Hillary Swank gives the best performance in the film as heiress Madeline Linscott, who met Short at an underground lesbian club. (The speakeasy-style dyke bar provides De Palma with an excuse to provide Black Dahlia with a '40s style musical interlude, in this case a magnificently strange performance featuring K.D. Lang and a variety of androgynous dancers. This is the exact kind of touch that make De Palma movies so much damn fun.) Swank is actually sexy in this role, and I've never said that about her in a movie before, and there's just so much fertile material in the Linscott storyline and Madeline herself, it's really too bad De Palma waits so long to work them into the film.

Likewise, the figure of Short herself remains totally enigmatic. Seen in screen test footage and an erotic short made before her untimely demise, Short displays a tight, wounded pride as well a manic streak. Sure, she's a pathological liar. She claims to do a variety of accents and then clams up when pressed to actually display her talent. She emotes constantly except when delivering actual dialogue. But this is Hollywood! Such realities don't matter. Only your look, your spirit, your essence really matters. Everything else can be faked.

Short preens in front of the camera at her screen test, making faces and reciting dialogue from Gone With the Wind, but only becomes interesting when she's not performing, in the moments between the performance when she's speaking genuinely. When she stops talking about the possibly fictional lover whom she lost in the war, and turns on the charm for her script reading, it's both a funny transition and a little tragedy.

The implication is made that simply living with this understanding - that no one cares about the real when the lie sounds better - has driven all of these characters insane. It certainly drives Blanchard to the edge, the fact that he can't solve any crime in which he hasn't been implicated. No one can live with hiding the truth any more, but blurting it out would be too dangerous, so the entire city tip-toes around one another at all times.

And these aren't just the big lies - the bundles of $100 bills buried beneath the sink or the rotting, shoddy wood slipped into the gleaming new housing project beneath the Hollywoodland sign - but the interpersonal, everyday kind as well. Bucky Bleichert isn't taking down Mickey Cohen, he's not blowing the lid off of some marquee idol who killed her father when he got a little grabby with her.

He's just looking into a murder, a slaying of an unknown girl who never meant anything to anybody. It's clear that he and Blanchard relate to Elizabeth Short, who came to Los Angeles dreaming of stardom and discovered a monstrous city that swallows people whole and doesn't even leave a pretty corpse so they can have an open casket funeral. That's not just this one pathetic girl or these few detectives whose lives have lost meaning. It's everybody in LA, both then and now. (Well, okay, everybody except ten guys in big offices somewhere).

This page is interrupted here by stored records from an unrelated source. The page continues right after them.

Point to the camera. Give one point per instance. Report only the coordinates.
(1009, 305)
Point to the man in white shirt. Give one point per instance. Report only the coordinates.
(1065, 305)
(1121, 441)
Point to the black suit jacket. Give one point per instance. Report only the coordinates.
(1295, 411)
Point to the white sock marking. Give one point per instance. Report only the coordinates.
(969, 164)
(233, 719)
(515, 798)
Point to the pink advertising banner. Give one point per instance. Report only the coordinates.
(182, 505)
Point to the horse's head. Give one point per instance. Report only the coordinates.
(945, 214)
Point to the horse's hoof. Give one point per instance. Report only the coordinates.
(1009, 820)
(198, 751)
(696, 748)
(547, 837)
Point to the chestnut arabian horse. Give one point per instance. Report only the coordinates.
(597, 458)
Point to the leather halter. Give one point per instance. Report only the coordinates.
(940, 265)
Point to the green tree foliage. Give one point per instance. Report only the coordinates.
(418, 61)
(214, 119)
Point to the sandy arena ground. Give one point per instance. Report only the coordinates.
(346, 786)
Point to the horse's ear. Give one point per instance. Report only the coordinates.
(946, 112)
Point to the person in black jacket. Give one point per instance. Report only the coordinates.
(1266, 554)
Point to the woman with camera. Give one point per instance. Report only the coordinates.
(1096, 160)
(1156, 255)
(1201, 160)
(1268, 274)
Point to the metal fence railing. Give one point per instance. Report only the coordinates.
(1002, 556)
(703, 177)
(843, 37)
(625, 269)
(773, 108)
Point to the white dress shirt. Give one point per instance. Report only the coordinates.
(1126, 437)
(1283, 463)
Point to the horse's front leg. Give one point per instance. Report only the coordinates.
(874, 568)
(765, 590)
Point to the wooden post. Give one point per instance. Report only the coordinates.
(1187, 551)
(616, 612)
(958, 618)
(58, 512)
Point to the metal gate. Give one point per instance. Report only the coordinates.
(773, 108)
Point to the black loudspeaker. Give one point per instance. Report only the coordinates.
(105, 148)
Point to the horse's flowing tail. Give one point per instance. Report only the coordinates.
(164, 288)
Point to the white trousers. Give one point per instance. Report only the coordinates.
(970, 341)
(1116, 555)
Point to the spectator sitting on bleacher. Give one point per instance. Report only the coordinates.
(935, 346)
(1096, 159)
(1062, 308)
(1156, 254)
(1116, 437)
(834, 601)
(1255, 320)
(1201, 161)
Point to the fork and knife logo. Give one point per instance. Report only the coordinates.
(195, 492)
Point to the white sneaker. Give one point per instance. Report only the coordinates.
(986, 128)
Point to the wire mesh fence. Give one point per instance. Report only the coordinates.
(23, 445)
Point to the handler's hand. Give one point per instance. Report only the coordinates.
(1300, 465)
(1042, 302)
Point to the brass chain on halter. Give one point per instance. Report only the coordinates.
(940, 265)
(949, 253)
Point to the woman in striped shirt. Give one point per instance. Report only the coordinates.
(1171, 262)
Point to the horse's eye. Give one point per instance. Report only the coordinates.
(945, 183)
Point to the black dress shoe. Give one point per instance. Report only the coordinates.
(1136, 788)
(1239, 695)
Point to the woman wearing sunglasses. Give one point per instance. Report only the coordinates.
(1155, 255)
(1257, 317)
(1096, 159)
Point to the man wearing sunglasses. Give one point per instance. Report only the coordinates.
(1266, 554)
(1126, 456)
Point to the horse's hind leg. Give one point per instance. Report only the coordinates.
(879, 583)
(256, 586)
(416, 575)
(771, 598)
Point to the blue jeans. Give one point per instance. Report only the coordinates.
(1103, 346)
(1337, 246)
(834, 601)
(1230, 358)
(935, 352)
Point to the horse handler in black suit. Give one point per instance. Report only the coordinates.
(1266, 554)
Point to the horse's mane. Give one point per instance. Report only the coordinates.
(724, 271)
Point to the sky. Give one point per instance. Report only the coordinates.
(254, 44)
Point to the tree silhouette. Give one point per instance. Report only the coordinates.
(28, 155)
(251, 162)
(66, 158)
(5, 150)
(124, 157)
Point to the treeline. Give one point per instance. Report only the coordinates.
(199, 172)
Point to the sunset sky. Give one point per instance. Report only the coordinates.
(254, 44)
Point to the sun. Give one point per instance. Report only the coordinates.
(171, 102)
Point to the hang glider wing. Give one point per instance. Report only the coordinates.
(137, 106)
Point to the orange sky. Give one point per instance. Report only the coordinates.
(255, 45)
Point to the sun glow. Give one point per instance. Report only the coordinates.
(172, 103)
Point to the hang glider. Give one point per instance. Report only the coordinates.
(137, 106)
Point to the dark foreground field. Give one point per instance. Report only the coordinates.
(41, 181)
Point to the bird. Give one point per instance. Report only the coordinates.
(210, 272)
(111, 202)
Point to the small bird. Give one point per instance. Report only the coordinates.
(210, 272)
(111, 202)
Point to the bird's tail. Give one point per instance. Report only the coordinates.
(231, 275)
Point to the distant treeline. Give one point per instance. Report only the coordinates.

In one of the movie's most dryly funny scenes, Rose McGowan plays a background extra, one of the lucky ones, who vaguely knew the late Ms. Short. She gives her interview dressed in her most recent costume, a ridiculous Egyptian girl number, and has to take off before Bleichert's through with her because her ride arrives. It's a dusty pick-up truck with 10 girls, all dressed identically, piled into the back. "The truck doesn't wait," the girl explains. And that's the Los Angeles of Black Dahlia. It's a horrible place, when all is said and done, but when it calls for you...well, you really have no choice but to answer.

1 comment:

Anonymous said...

Who casted this movie? Hartnett can't fill that suit--both physically and figuratively.